Adelaida kept her distance,
her arms crossed.
Nuriel said nothing either.
Since their last conversation,
she hadn't spoken to him again,
except to mention, barely looking at him,
that Nuriel had been having several nightmares
since that night.
Nuriel remained in the stable.
Adelaida, for her part,
only tried to clear her mind
while sitting in one of the towers
that stood before that gate.
It seemed that the loving coexistence of those days
had left along with Jack and Kamei-san.
Both knew what the other truly felt,
and even so,
they couldn't find a way to help one another
without hurting each other through ignorance.
They knew what to say,
but they also knew that words would not be enough
to understand what the other was feeling,
nor to soothe the anguish
without sounding hypocritical or pretentious.
Young Dánae watched everything in silence
and only thought:
"I could hear them. Not everything, but enough.
I think I can understand Nuriel, though not completely."
"I wanted to suggest that we eat together, but when
I came to see them, I saw Nuriel break down and talk
about how much it hurt him not to endure what he felt."
"Maybe it's selfish to think this way… I don't know
what he went through, but he isn't the only one
who comes from a war."
But she was different. Instead of trying to impose
a moralistic idea, she did something better:
she stayed with her and waited.
From the ground, she carefully climbed up to the tower
where Adelaida was. It took effort to reach it,
and when she finally did, Adelaida said nothing;
she remained silent.
Even so, Dánae tried to start a conversation,
perhaps only to understand something so complex for her.
It wasn't that she couldn't feel it, but when one has
someone who does not judge —like Jack— and does not
fully know human society, those concepts almost don't exist.
"Can I ask you something, Adelaida?"
She took a second before answering.
"What is it?"
Dánae hesitated before continuing.
"I've been thinking about something.
Jack used to mention a term called… suffering.
Can that really change a person?"
Adelaida did not respond immediately.
She looked away, as if searching for the words.
"Yes," she finally said. "We all carry some of that.
But not all of us face it the same way.
Some use it to seek something better.
Others… become harder."
Dánae fell silent, looking toward the stairs.
"Do you think Nuriel will be okay?"
Adelaida lowered her gaze.
"I don't know anymore," she admitted softly.
"I think now I'm the one who can't fully understand him."
She took a deep breath.
"Sometimes I wonder what my brother thinks of me."
Then she gave a faint smile, almost defensive.
"Forget it. It doesn't matter.
I'm saying nonsense."
She turned slightly and pointed to what lay before her.
"I'm sorry, Dánae. The truth is, I don't know how
to answer that question. I feel that if I did,
I would be being a… forget it. I'm talking nonsense."
"Nonsense?" Dánae asked.
"Yes, Dánae. Nonsense.
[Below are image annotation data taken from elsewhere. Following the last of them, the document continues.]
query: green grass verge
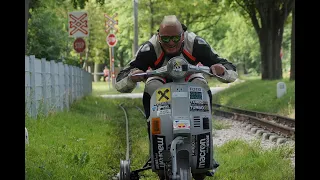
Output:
[25,96,294,180]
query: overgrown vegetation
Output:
[25,77,294,180]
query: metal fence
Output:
[25,55,92,118]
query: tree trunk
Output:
[259,3,284,80]
[290,5,296,80]
[24,0,30,54]
[93,62,99,82]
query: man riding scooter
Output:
[115,15,238,180]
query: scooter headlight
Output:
[167,56,188,79]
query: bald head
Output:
[159,15,182,34]
[158,15,184,56]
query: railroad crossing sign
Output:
[104,13,118,33]
[106,33,118,47]
[73,38,86,53]
[68,11,89,37]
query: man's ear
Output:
[181,32,184,42]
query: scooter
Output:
[118,56,225,180]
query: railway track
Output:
[212,103,295,139]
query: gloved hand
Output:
[210,64,226,76]
[129,69,145,82]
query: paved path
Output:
[101,87,227,98]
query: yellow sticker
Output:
[151,117,161,134]
[156,88,171,103]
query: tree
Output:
[234,0,294,80]
[290,2,296,80]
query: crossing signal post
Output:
[104,13,118,88]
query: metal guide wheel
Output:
[120,160,130,180]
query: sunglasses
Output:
[159,33,182,43]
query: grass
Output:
[25,75,295,180]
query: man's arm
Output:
[115,42,156,93]
[193,37,238,83]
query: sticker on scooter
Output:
[190,100,209,112]
[173,120,190,129]
[197,132,211,169]
[191,135,197,156]
[157,109,171,116]
[156,88,170,103]
[151,117,161,135]
[189,87,202,100]
[172,92,188,98]
[152,135,166,170]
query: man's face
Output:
[159,25,184,55]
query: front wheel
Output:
[119,160,130,180]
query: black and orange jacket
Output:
[116,31,236,92]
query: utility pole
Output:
[133,0,138,56]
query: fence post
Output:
[58,62,66,111]
[29,55,37,118]
[79,69,84,97]
[63,64,70,111]
[69,66,74,104]
[75,67,80,100]
[41,58,48,116]
[45,61,52,114]
[50,60,58,111]
[24,56,31,116]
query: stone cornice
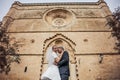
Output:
[13,0,105,6]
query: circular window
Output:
[45,9,73,28]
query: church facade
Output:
[0,0,120,80]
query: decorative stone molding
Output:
[44,8,74,28]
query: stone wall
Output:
[0,0,120,80]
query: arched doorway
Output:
[41,34,77,80]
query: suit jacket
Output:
[58,51,70,76]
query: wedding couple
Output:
[41,45,70,80]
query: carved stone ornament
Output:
[44,9,74,28]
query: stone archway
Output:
[41,34,77,80]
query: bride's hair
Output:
[58,46,64,51]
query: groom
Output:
[57,47,70,80]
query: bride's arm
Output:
[55,54,62,63]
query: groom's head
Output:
[52,45,58,52]
[58,47,64,53]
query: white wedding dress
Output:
[41,49,61,80]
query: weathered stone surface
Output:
[0,0,120,80]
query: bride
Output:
[41,45,62,80]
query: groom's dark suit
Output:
[58,51,70,80]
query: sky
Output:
[0,0,120,21]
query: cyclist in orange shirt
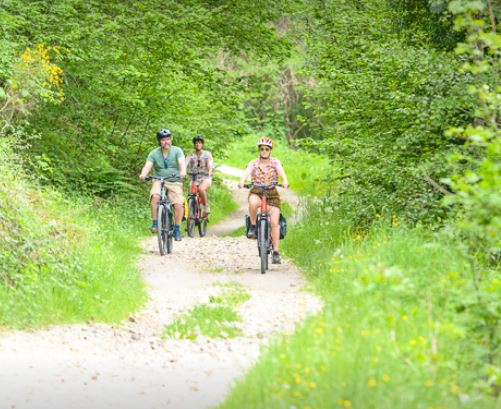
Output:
[238,136,289,264]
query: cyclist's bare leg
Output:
[249,195,261,225]
[150,195,160,220]
[198,180,210,206]
[174,204,184,225]
[270,206,280,251]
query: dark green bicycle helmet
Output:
[193,135,205,145]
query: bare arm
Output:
[177,156,186,179]
[238,162,252,189]
[277,163,289,189]
[207,152,214,176]
[139,160,153,180]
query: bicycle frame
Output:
[244,183,281,274]
[187,174,208,237]
[146,176,174,256]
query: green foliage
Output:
[220,206,501,409]
[0,135,146,327]
[280,1,472,225]
[164,282,250,340]
[446,1,501,263]
[0,0,290,196]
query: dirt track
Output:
[0,167,320,409]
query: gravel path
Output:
[0,170,321,409]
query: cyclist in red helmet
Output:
[238,136,289,264]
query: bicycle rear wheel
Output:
[165,209,174,254]
[157,204,168,256]
[186,197,197,237]
[257,219,268,274]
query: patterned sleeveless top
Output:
[249,158,280,185]
[186,150,214,176]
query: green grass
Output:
[223,131,333,195]
[0,186,147,327]
[163,282,250,340]
[0,135,236,328]
[220,208,501,409]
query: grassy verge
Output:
[0,141,236,328]
[164,282,250,340]
[220,208,501,409]
[0,186,146,327]
[224,135,332,195]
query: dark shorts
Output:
[249,187,280,209]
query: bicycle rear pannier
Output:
[278,213,287,240]
[245,214,250,236]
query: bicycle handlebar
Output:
[244,183,283,190]
[144,176,181,182]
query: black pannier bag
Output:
[278,213,287,240]
[245,213,287,240]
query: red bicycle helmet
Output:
[257,136,273,149]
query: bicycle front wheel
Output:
[198,217,207,237]
[165,208,174,254]
[257,219,268,274]
[157,204,168,256]
[186,197,197,237]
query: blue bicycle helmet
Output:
[157,128,172,140]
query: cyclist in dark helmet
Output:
[186,135,214,215]
[139,129,186,241]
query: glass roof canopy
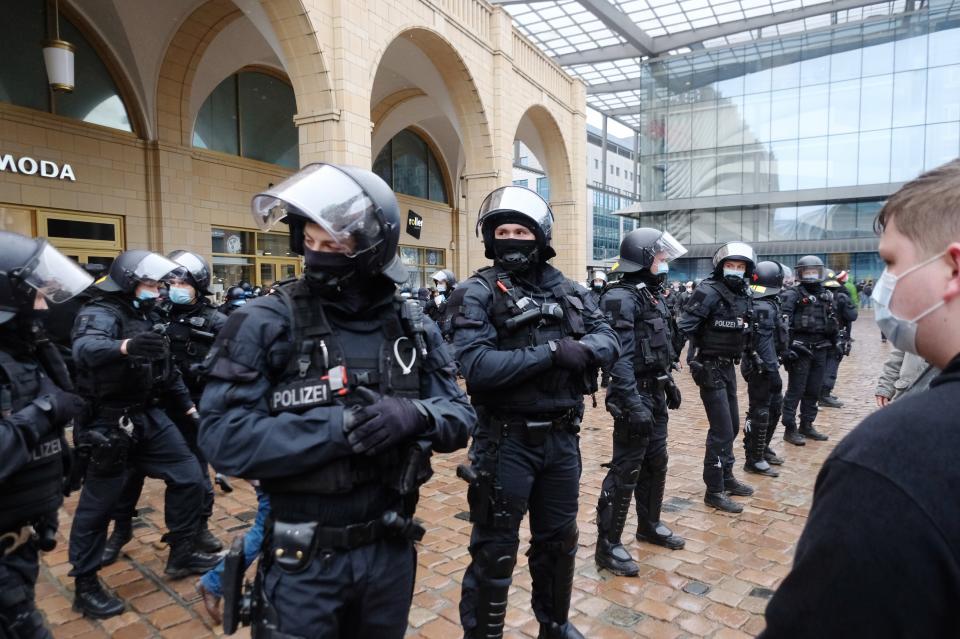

Nothing but nonsense
comes out of my mouth…" Adelaida said,
trying not to show that more than not knowing how
to answer, she truly didn't know how to feel
without hurting herself.
The wind blew through the forest and echoed against
the entrance, dark and heavy, as if the place itself
understood the weight of being cut off from the world.
Before arriving in Vermont, each of them had lived
a different life, and some carried echoes
that refused to fade.
Helena was one of them, though she still did not
fully understand what it meant to embrace her abyss.
In Lisbon, where we now find ourselves,
those echoes took on a different form.
Helena was dreaming. Or so it seemed,
though nothing was truly clear.
She found herself in the middle of the sea,
floating over black, dense waters.
The sky, completely extinguished, held no moon
and no sun, only a uniform darkness
that covered everything.
She could barely feel her own body,
as if it no longer belonged to her.
The emotional exhaustion from running
all the way from Odivelas to Lisbon was so
overwhelming that even in her dreams,
she couldn't think clearly.
Everything felt slow, distant, almost unreal.
Then, in the middle of the dark sea,
a woman appeared holding a baby in her arms.
Helena took time to recognize them.
It was her mother.
And the child was her brother, dead for years.
Upon seeing them, she immediately thought:
"There are only two options.
Either death is coming for me.
Or I've simply gone insane."
The woman floated closer until she stood before her.
She leaned in, almost kneeling,
and brought her face close to Helena's.
"You have to go get Teodoro, sweetheart."
After that, Helena woke with a jolt.
She had slept too long.
The midday light struck her eyes,
and it took her a few seconds
to understand where she was.
Her body felt heavy, as if she hadn't rested
at all. Then she noticed she wasn't alone.
A man was watching her cautiously.
"Miss, are you all right?"
"Yes… excuse me…" she replied,
sitting up abruptly. "Ah—yes."
The disorientation did not fade.
She had run all night.
She wasn't thinking clearly.
She ran, she moved forward, she complied…
but she didn't feel as though she was heading
toward any kind of home.
Something inside her was beginning to dim.
Perhaps because, without realizing it,
she was embracing her own abyss.
She slipped a hand into her pocket
and pulled out the Orbs of Creation.
She held them for a moment, watching them
in silence, weighed down by a heavy melancholy.
She knew what she had to do.
She held in her hands
what needed to be done.
And yet, her mind remained far away.
In the favelas.
In what she could have done
before all of this.
After reading Teodoro's letter
and the one her mother had written,
Helena couldn't stop thinking about the worst.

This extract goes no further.